Despite being worth about $37 million when he died, and a noted philanthropist, Dick Oland was a penny pincher on the home front. That he was being unfaithful to his wife was galling enough, but he put her on a budget and required her to submit receipts to his secretary, who would prepare a monthly report of the household expenses before Oland would reimburse his wife.
This was in stark contrast to his extravagant sailing habit. He had an ocean-racing yacht named Vela Veloce that was worth an estimated $850,000 and was having a larger sailboat custom-built in Spain when he died.
That is a sketch of the wealthy murder victim and his familial relations, but it is the trial of his son Dennis, and the police work around his murder, which have drawn national attention, largely because of Dennis’ appeal of his conviction to the Supreme Court of Canada. No one convicted of murder in New Brunswick has ever been allowed out on bail while they were appealing their conviction. This is what Dennis Oland sought to do and it attracted the interest of three other provinces and the Canadian Criminal Defence Lawyers Association.
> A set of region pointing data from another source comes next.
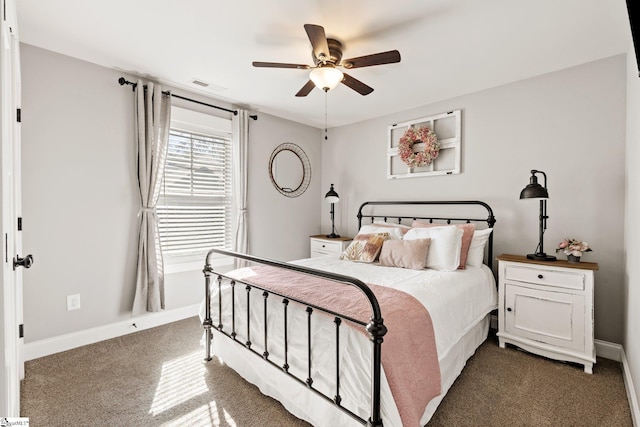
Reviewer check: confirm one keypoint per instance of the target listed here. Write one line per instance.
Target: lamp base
(541, 257)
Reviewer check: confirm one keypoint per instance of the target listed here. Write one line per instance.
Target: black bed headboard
(490, 220)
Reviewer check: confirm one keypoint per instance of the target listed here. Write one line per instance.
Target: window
(195, 203)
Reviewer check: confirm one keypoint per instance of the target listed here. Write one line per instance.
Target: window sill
(182, 266)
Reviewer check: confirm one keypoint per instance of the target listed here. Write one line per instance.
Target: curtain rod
(124, 81)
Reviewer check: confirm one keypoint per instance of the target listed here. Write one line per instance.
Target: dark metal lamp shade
(332, 196)
(534, 190)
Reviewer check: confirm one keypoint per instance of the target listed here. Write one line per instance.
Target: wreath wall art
(423, 157)
(425, 147)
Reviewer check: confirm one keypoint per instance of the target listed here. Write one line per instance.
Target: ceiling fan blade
(280, 65)
(318, 41)
(381, 58)
(308, 87)
(356, 85)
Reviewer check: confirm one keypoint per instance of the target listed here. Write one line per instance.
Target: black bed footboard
(375, 328)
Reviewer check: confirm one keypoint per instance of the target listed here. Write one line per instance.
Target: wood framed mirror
(290, 170)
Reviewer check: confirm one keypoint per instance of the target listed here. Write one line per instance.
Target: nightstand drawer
(326, 247)
(559, 279)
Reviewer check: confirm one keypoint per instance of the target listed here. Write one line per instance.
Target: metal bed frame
(375, 328)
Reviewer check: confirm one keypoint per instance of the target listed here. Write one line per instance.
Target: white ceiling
(448, 47)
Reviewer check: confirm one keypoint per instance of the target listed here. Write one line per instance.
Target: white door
(11, 241)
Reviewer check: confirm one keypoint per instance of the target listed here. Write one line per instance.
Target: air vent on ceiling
(200, 83)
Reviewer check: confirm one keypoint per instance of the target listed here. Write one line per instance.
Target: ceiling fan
(327, 56)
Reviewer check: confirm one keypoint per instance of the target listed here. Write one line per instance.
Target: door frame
(10, 282)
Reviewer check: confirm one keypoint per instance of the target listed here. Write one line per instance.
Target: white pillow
(444, 250)
(475, 257)
(395, 233)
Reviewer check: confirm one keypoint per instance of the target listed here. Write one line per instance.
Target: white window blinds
(194, 207)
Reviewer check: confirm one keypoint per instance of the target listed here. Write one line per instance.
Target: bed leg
(207, 323)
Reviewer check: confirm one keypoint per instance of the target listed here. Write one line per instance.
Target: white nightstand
(546, 308)
(323, 245)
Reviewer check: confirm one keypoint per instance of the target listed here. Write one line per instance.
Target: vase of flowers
(573, 249)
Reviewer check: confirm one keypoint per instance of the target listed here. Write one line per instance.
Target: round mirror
(289, 170)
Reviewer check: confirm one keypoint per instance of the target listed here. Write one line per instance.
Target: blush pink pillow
(405, 253)
(467, 235)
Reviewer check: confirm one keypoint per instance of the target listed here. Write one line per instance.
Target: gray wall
(631, 342)
(80, 196)
(570, 124)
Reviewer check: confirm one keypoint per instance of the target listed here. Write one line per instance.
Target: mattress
(458, 302)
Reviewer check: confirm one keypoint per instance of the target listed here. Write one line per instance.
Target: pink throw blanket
(409, 354)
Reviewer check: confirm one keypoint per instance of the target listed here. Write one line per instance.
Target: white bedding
(458, 303)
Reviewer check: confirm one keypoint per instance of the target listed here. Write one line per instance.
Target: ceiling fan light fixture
(326, 78)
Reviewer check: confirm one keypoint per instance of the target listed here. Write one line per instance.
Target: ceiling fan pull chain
(325, 114)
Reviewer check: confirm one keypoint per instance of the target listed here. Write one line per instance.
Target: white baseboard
(631, 391)
(45, 347)
(608, 350)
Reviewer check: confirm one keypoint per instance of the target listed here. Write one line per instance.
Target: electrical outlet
(73, 302)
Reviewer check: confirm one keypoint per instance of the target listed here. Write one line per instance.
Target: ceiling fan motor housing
(335, 53)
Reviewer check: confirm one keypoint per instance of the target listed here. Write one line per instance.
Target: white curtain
(240, 173)
(153, 115)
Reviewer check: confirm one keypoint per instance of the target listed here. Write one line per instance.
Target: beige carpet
(157, 378)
Under scrutiny is the seizure of one piece of Crown evidence, a blood-stained brown jacket taken from Dennis Oland’s house, which was initially deemed lawful. But a question was raised as to whether city police had the proper authority to have the blood tested by the RCMP in Halifax.
Ultimately, the directions the judge gave to the jury were deemed prejudicial on appeal, and Dennis Oland’s conviction was overturned in October. He was also granted bail, making him a free man pending a second trial, if one occurs.
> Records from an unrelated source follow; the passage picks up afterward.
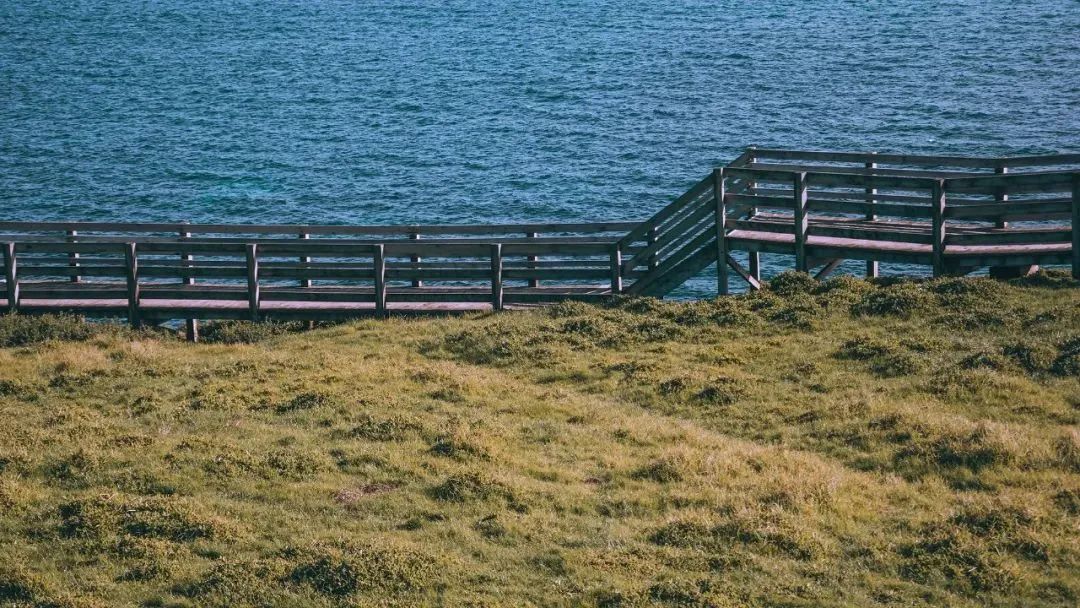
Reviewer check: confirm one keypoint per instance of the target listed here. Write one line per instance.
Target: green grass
(837, 444)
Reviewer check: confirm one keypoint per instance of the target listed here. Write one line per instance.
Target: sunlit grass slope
(837, 444)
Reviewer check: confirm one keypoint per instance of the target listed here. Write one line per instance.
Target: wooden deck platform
(953, 214)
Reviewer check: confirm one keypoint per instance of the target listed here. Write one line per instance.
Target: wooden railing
(922, 213)
(950, 213)
(152, 271)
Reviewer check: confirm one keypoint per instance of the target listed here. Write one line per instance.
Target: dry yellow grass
(845, 444)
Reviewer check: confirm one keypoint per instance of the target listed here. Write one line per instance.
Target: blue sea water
(468, 111)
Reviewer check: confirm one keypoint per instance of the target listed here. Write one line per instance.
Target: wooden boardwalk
(952, 214)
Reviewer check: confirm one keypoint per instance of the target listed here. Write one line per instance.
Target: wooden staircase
(954, 214)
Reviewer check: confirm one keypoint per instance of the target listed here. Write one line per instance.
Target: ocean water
(466, 111)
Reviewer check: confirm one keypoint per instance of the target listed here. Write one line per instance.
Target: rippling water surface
(467, 111)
Regardless of the final outcome, each author approaches the case itself from a different background. Marquis is a criminal historian who teaches at the University of New Brunswick; MacKinnon is a reporter for CBC Saint John. She live-blogged the trial and provided updates on Twitter. All that material, and more that she has gathered through additional interviews, are in her book. As a reporter writing on deadline and with space restrictions, there is much of what MacKinnon gathered in court that she was not able to use in her stories for CBC.
“Some of it, I didn’t even have a chance to touch,” she says. “It was a chance to look back. When you’re in the thick of it, it’s sometimes hard to see the forest for the trees. It gave me a chance to take a closer look at it all, and how it all unfolded and to tell it in different way, a more comprehensive way.”
MacKinnon devotes an entire chapter to evidence the jury didn’t hear and the media couldn’t report. She brings an exquisite level of detail, painting a vivid picture of the state of the Saint John Police Force and the detectives and forensic team. MacKinnon explains the manpower and logistical challenges the police faced and how it affected their investigation.
As a historian, Marquis is used to studying and writing about events in the distant past. The Oland case has given him the chance to observe history unfolding with far-reaching implications in Canadian criminal law.
Neither author provides a personal verdict. MacKinnon says her continued coverage of the appeal process of the case this fall precludes that. Marquis prefers to provide material for devil’s advocates on both sides.
“Many people have very set views,” he says. “I’m hoping people will challenge themselves and maybe it’s a book that people will revisit as the various appeals happen.”